England no longer unravel. They do not turn in on themselves, they do not become gutted by introspection. They get on with it.

This no doubt will be Eriksson's chief satisfaction from a vital but at times discordant success. The run of wins, two of them meaningless friendlies, three of them sometimes fraught triumphs over allegedly lesser football nations, in themselves may not point to the birth of an empire. Eriksson may also know that the England coach who went the distance, who won it all, lost his first game, to France, 5-2. But then Sir Alf Ramsey knew his objectives clearly enough. He wanted to build faith in the nucleus of his team, and he was not a man to be turned by the odd vicissitude. Eriksson, this side of such a setback, suggests that he may be a man of a similar stamp.

If England's football was less than unrelenting last night, it never lacked for patience ­ or the sense that they had players on the field who were not likely to be posted missing in action. Rio Ferdinand had one anxious moment, retrieved by his young colleague Ashley Cole, but his work at times touched new levels of authority.

Paul Scholes produced another vital goal, David Beckham again forced himself on a game in a way which wasn't always so noticeable in a long and under-achieving domestic season, Steven Gerrard had some impressive moments, and there were times when the Anfield combination of Robbie Fowler and Michael Owen seemed mere half-strides away from passages of play which would surely have destroyed the Greeks.

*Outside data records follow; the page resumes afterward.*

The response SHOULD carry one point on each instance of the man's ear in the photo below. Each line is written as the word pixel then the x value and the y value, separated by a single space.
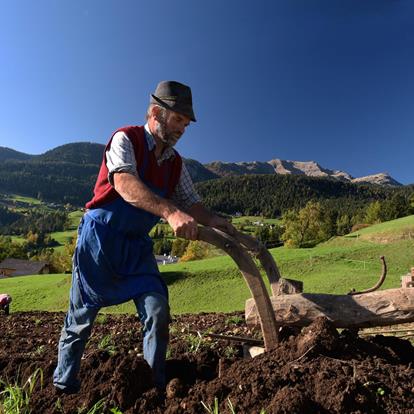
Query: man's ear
pixel 156 112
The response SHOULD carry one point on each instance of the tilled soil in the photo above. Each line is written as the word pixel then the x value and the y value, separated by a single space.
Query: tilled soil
pixel 315 370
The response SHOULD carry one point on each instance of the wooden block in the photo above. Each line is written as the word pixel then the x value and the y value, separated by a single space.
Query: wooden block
pixel 289 287
pixel 407 281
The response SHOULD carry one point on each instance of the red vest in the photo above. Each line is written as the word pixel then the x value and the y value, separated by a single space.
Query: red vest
pixel 164 176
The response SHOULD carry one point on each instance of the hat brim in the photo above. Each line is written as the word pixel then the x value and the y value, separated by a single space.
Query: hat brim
pixel 173 106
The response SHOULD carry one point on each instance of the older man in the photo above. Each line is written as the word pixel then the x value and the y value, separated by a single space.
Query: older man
pixel 141 179
pixel 5 301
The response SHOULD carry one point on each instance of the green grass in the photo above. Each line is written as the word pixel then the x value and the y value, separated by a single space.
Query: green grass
pixel 402 228
pixel 63 237
pixel 216 285
pixel 24 199
pixel 243 219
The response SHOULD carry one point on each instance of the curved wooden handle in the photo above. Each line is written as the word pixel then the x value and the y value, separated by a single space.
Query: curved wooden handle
pixel 378 284
pixel 265 258
pixel 252 276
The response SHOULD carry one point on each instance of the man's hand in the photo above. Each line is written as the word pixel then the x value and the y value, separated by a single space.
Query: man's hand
pixel 183 225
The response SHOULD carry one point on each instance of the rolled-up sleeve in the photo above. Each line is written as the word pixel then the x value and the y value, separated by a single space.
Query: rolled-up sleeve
pixel 120 157
pixel 185 194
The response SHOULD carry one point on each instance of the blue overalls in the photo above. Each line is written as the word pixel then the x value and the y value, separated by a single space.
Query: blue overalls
pixel 114 263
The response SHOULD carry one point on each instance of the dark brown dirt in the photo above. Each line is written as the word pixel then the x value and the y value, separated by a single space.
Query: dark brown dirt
pixel 318 370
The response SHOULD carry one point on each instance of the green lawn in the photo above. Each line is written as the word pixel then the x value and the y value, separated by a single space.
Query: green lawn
pixel 24 199
pixel 63 237
pixel 216 285
pixel 402 228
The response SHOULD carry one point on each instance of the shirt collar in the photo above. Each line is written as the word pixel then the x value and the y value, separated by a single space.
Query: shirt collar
pixel 168 153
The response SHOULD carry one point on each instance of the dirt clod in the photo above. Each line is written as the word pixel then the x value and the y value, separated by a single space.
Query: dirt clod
pixel 316 370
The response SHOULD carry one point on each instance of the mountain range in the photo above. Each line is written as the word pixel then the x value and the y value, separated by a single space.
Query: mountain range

Add up these separate parts and it could be seen that England are indeed a promising work in progress. That they are some way from the finished article was evident enough before Beckham finally brought relief to Eriksson with a trademark free-kick in the last minutes, but then it was also true that England could again leave the field with the satisfaction of seeing a job through ­ and in this case with rather more authority than they displayed in the face of a late eruption of Albanian menace back in April.

There were similar distractions in the form of missile-throwing Greek fans, but once Scholes had attached himself to the end of a cross-come-shot from Emile Heskey in the 64th minute the worst of Eriksson's concerns were surely over.

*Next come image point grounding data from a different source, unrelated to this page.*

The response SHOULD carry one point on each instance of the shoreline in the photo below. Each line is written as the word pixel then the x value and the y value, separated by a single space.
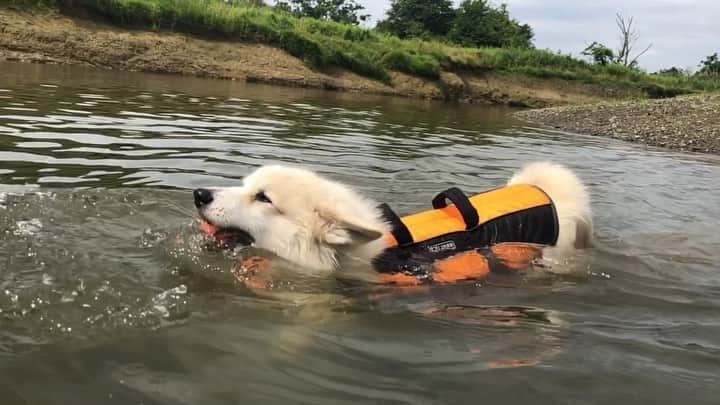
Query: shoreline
pixel 684 123
pixel 43 36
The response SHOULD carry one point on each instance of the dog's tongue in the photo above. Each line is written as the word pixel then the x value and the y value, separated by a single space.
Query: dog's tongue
pixel 208 228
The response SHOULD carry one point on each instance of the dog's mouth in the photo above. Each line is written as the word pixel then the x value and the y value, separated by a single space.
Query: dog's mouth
pixel 228 237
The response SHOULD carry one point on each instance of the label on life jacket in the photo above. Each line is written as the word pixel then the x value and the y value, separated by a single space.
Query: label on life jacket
pixel 516 214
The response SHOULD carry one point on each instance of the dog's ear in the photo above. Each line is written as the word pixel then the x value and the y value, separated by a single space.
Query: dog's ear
pixel 337 228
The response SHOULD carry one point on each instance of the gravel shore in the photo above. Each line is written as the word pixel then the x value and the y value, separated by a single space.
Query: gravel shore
pixel 689 123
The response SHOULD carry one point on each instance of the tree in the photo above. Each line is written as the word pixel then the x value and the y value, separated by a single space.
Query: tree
pixel 418 18
pixel 600 54
pixel 674 71
pixel 477 23
pixel 711 65
pixel 345 11
pixel 628 40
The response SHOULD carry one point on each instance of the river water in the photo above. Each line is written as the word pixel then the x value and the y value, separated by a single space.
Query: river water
pixel 108 296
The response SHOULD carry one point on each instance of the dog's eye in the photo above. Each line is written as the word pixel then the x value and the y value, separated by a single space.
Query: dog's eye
pixel 262 197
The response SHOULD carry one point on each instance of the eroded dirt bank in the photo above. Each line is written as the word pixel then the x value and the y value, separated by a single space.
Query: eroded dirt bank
pixel 690 123
pixel 49 37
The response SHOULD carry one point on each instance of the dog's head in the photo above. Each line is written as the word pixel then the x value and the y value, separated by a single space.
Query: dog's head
pixel 296 214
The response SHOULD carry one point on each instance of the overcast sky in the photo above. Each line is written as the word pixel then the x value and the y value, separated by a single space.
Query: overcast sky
pixel 682 32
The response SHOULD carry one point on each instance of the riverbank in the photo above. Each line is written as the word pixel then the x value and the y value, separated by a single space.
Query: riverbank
pixel 49 36
pixel 687 123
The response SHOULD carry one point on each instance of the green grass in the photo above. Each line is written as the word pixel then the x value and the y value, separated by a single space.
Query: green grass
pixel 326 44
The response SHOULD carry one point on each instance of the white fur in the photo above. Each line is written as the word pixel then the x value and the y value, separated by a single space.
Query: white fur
pixel 317 223
pixel 570 198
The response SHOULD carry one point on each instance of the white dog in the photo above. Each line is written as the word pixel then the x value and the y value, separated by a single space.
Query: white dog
pixel 318 223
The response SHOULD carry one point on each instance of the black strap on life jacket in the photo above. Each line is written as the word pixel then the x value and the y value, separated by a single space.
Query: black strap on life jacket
pixel 399 231
pixel 462 203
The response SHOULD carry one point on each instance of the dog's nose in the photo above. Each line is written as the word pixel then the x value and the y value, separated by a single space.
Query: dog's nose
pixel 202 197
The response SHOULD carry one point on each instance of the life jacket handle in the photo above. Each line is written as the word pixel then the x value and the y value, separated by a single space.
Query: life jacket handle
pixel 461 202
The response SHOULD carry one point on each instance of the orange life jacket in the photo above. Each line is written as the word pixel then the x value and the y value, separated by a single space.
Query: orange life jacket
pixel 501 228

What he will be weighing most acutely now are the rival claims of Heskey and Steve McManaman on the left side of midfield. Somewhat surprisingly, he preferred the big Liverpool man at the start despite the sense that Heskey's prodigious labours on behalf of his club had brought a distinct staleness with the end of the season. He made a flying start, then subsided before his crucial contribution to the breakthrough goal, which required him to run at a wall of Greek defenders before delivering the ball to Scholes. When McManaman appeared as a subsitute, he promptly skewered the confidence of the marking Dimitris Mavrogenidis with a delicious sleight of foot. Neither man, however, made an unanswerable case for a permanent place in the caravan moving, by one route or another, to the World Cup.

Indeed, this could be the window of glowing opportunity for the Bayern Munich prodigy Owen Hargreaves. That Eriksson should find a place for a 20-year-old who marched through a semi-final and final of the Champions League as though such challenges were his life's vocation seems inevitable. Certainly Hargreaves is the most inviting of options for a coach whose clear priority is to have players operating on an international field as though it is their natural terrain.

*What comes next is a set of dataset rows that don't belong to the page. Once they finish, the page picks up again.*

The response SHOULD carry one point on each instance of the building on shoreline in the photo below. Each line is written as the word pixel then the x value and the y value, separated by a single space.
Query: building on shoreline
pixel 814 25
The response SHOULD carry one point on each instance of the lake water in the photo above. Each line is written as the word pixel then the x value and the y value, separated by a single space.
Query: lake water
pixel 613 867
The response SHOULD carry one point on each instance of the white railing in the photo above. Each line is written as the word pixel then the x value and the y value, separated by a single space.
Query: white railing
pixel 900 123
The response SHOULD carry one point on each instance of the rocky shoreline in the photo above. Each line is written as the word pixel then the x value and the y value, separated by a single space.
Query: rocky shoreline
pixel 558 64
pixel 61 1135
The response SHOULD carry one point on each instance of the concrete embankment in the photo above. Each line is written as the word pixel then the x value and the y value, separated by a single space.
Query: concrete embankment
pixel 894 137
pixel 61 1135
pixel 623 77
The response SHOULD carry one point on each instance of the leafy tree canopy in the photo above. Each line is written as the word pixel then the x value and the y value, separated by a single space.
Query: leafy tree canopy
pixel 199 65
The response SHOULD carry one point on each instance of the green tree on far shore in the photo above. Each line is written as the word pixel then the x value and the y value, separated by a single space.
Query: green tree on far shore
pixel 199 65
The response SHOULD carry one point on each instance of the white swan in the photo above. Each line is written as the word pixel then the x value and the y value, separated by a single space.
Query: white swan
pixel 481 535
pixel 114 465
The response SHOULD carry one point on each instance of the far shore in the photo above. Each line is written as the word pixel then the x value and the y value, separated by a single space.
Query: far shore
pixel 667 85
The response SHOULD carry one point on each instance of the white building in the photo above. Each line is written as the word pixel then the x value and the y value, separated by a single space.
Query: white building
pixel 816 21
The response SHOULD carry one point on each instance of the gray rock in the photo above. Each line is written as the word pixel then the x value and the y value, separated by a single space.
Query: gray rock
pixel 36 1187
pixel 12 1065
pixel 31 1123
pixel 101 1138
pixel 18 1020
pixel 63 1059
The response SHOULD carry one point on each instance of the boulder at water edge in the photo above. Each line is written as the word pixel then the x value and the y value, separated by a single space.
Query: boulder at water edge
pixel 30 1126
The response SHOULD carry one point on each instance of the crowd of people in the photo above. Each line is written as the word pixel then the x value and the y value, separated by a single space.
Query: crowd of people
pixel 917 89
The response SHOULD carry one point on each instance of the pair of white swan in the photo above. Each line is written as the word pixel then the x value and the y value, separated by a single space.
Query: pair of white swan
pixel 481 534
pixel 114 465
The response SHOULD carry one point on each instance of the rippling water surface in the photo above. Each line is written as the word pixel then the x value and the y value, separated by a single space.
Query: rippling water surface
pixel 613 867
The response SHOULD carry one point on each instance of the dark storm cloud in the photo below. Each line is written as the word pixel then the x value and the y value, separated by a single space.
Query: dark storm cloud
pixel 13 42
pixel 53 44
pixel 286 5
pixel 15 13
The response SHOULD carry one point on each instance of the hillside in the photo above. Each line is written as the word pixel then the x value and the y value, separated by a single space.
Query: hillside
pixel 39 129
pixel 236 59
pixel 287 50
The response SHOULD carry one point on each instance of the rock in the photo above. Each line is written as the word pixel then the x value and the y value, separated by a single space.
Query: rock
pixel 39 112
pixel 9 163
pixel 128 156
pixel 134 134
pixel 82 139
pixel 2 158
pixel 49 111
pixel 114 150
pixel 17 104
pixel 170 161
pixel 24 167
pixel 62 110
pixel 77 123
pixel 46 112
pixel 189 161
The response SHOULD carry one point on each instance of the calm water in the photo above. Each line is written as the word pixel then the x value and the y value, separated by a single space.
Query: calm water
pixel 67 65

For so long, England were a group of players in search of something which seemed utterly elusive; a sense of team, and continuity.

Though the performance was less than tumultuous, though there were moments when you had to worry about the force of England's momentum, in the end thread was preserved. England won another game, took another step away from the abyss which opened up a year ago in the European championships. Another win is another win. It is also habit-forming.